The diversity of the delegation was itself a testament to the success of the accords. The delegation included Emirati Fulbright Scholar Omar Al Busaidy, Druze-Israeli digital public diplomat Lorena Kahteeb, Syrian-born American journalist Hayvi Bouzo, Bahraini peace activist Fatema Al Harbi, Amazigh-Moroccan artist Chama Mechtaly and Sharaka’s Global Affairs Director Dan Feferman, an Israeli Jew.
For seven days, the group of activists traveled through Democratic strongholds on the West Coast.
“There were different synagogues that we spoke at,” said Bouzo. “And there was the Democratic Party Jewish club. There were different people’s homes... They hosted us and had their friends come.”
Feferman said too many are either unaware or skeptical of these new peace agreements due to domestic American partisan politics. “We need their support to ensure the US continues to promote the accords and help expand them to new countries.”
Getting past American political divisions is no small feat.
Some US leaders and commentators have derided the accords as a false achievement by the Trump administration, just a publicizing of pre-existing relationships. “‘This is a business deal,’ J Street President Jeremy Ben-Ami told The New York Times last month. “There are aligned interests between Israel and these countries... for two decades.”
According to Haaretz, the far-left IfNotNow group argued that the accords were used by Trump to sideline “Palestinians who are treated as political pawns and excluded from decision-making about their own future.”

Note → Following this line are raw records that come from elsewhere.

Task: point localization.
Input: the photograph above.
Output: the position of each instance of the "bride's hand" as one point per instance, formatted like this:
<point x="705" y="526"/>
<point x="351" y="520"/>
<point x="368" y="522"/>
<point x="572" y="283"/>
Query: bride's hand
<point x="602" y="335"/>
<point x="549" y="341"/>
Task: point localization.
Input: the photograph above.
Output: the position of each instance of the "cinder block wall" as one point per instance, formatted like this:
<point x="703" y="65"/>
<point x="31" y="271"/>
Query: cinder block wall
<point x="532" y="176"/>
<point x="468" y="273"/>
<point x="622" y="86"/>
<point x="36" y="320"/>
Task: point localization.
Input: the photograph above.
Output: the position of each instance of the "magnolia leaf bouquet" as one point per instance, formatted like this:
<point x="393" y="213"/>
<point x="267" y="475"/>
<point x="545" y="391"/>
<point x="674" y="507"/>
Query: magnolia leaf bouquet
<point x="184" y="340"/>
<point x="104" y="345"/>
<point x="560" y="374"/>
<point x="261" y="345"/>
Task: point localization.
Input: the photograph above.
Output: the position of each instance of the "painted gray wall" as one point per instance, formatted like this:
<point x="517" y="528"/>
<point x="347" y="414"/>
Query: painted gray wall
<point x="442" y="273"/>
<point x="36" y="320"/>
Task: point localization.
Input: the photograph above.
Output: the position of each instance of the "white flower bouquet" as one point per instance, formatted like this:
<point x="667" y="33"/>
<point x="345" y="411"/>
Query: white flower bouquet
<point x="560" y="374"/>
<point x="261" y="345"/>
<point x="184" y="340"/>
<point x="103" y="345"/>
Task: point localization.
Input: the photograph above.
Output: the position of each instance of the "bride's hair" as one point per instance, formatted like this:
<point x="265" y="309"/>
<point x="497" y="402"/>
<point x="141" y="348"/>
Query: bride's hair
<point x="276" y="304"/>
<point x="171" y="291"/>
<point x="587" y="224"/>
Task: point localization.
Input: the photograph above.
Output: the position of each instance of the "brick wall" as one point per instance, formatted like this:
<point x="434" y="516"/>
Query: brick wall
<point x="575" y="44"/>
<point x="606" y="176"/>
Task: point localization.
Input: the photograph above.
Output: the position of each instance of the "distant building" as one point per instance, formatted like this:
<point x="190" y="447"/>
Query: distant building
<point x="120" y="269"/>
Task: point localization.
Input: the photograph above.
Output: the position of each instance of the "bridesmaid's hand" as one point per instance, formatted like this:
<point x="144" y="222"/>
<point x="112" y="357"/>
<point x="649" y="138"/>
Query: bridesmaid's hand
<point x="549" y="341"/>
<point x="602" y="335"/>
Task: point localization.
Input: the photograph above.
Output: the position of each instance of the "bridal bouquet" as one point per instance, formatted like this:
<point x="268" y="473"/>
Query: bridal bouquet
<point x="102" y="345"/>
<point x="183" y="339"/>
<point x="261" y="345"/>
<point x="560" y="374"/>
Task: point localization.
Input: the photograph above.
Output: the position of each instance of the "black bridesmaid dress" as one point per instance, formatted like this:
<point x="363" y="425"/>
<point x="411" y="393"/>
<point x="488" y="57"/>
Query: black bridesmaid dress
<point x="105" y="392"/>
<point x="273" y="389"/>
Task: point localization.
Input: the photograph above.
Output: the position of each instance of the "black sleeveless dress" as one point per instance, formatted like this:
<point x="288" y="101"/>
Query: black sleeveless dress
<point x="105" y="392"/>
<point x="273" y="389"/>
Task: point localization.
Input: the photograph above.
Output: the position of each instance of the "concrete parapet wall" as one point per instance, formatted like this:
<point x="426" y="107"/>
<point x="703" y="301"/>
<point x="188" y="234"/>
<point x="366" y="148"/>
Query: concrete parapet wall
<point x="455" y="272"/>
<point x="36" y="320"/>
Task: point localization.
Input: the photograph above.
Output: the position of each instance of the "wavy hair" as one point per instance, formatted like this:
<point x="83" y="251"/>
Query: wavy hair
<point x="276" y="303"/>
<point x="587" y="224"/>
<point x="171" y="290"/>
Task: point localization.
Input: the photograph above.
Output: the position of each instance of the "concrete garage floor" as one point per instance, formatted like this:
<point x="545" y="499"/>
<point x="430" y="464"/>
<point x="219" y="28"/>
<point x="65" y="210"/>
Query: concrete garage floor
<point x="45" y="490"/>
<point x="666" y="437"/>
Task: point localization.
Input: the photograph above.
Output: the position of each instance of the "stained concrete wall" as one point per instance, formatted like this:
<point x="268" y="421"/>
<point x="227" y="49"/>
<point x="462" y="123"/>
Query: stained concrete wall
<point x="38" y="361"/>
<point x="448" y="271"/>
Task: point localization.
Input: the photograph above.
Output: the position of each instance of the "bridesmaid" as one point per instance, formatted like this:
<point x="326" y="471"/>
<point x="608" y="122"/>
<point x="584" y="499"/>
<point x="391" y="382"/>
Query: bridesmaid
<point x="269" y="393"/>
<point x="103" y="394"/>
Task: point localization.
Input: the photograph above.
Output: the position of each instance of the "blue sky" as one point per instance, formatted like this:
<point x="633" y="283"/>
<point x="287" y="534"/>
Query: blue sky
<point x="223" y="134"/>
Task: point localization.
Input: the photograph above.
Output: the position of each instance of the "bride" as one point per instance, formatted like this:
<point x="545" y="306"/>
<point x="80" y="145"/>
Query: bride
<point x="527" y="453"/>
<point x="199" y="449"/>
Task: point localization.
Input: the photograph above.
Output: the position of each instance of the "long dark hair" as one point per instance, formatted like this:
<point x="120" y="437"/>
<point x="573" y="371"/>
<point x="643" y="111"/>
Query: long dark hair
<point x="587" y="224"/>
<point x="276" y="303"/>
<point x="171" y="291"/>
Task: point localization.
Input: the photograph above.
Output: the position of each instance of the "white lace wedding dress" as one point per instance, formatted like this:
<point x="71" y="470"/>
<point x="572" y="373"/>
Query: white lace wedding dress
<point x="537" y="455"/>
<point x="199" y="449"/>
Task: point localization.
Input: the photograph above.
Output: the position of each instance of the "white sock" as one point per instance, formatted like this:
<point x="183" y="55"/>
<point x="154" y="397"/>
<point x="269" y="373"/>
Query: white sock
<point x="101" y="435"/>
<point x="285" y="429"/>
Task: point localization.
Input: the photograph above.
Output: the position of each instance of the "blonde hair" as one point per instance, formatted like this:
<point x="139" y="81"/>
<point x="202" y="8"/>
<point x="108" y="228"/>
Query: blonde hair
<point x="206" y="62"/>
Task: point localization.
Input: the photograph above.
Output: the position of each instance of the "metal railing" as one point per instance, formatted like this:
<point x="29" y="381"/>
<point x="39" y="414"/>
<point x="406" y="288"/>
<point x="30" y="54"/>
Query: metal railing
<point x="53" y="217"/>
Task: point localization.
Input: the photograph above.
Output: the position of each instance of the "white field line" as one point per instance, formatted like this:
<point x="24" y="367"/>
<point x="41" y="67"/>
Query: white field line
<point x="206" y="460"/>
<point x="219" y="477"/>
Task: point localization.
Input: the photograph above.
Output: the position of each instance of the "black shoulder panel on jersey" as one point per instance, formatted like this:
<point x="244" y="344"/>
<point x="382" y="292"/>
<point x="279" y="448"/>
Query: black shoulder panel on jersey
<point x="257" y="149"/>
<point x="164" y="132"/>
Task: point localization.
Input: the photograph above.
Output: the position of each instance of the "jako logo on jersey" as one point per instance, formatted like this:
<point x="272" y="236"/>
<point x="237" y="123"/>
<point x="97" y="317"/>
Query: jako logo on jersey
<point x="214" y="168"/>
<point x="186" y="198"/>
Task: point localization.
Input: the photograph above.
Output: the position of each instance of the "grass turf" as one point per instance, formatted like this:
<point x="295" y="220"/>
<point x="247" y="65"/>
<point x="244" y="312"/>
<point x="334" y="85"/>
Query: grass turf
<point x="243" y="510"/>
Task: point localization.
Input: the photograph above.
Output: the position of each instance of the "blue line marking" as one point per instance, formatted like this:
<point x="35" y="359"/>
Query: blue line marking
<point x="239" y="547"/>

Columnist Peter Beinart argued in a Jewish Currents article that the accords were “Israel’s repressive diplomacy” that contributed to regional authoritarianism.
These same challenges were directed at the delegation.
“I think that it’s good that they were asked because the people need to know about the answers,” said Bouzo. “We heard a lot of people say, ‘it’s a business deal.’ So what’s wrong with having a business aspect to it? I think that would be great.”
Bouzo’s reasoning, and one shared by other delegates, is that there are many levels to the new interactions between the Abraham Accords countries, and while some may be at political and business levels, they’re needed to sow fertile soil for grassroots efforts.
“You need leadership to take the first steps to allow social initiatives and changes to happen,” said Mechtaly. “You also need the bottom-up approach to deepen the relationship.”
Bouzo said, “Obviously there are many problematic governments and regimes in the region, but at least those countries that made those deals are doing a good thing. Let’s see how we can make this expand on the people’s level.”
While the Abraham Accords were signed and facilitated by the Trump administration, Mechtaly notes, people on the ground were trying to work on this for decades. People like Busaidy, who had been waiting for this moment, expressed “joy that, finally, we have these diplomatic relations.”
That Middle Easterners were waiting for this moment isn’t captured in the narrative the delegation’s audiences had previously been exposed to.
“Many of these people are super-surprised. They’re completely not aware,” said Busaidy. The media they consume has only covered negative things since the signing, and “nothing positive from the region reaches these audiences.”
Bouzo said there’s a lot of division in the US between the Left and Right, and according to her, the accords should be a non-partisan issue. “It’s actually something that’s going to benefit the people in the Middle East.”
According to Mechtaly, their efforts weren’t in vain. After their talks, people expressed to her their renewed hope. Busaidy shared that the group had met Rep. Ro Khanna in San Francisco. “He was willing to meet us, and he was extremely excited and even talked about how he’s willing to support this even further.”
“It’s basically the future,” said Bouzo. “And a lot of people are just very happy to see it.”
The impact of the accords is just the tip of the iceberg, said Mechtaly. The future could include Palestinians as well. Busaidy hoped to one day see Palestinians with him on the delegation.
“The Abraham Accords doesn’t mean that conflict goes away, but does present a new approach and does chip away at the extreme factors impacting the ability to proceed,” said Mechtaly.
Palestinian and Israeli relations are not mutually exclusive, she argued.
Amit Deri, founder and Israel CEO of Sharaka, said, “The way forward is dialogue, cooperation and partnership. That is why we called our organization Sharaka – which means ‘partnership’ in Arabic.”
Future delegations like this one will show if the representatives of the new Middle East are able to help Americans move forward beyond their partisan perspective, and into the partnership for peace.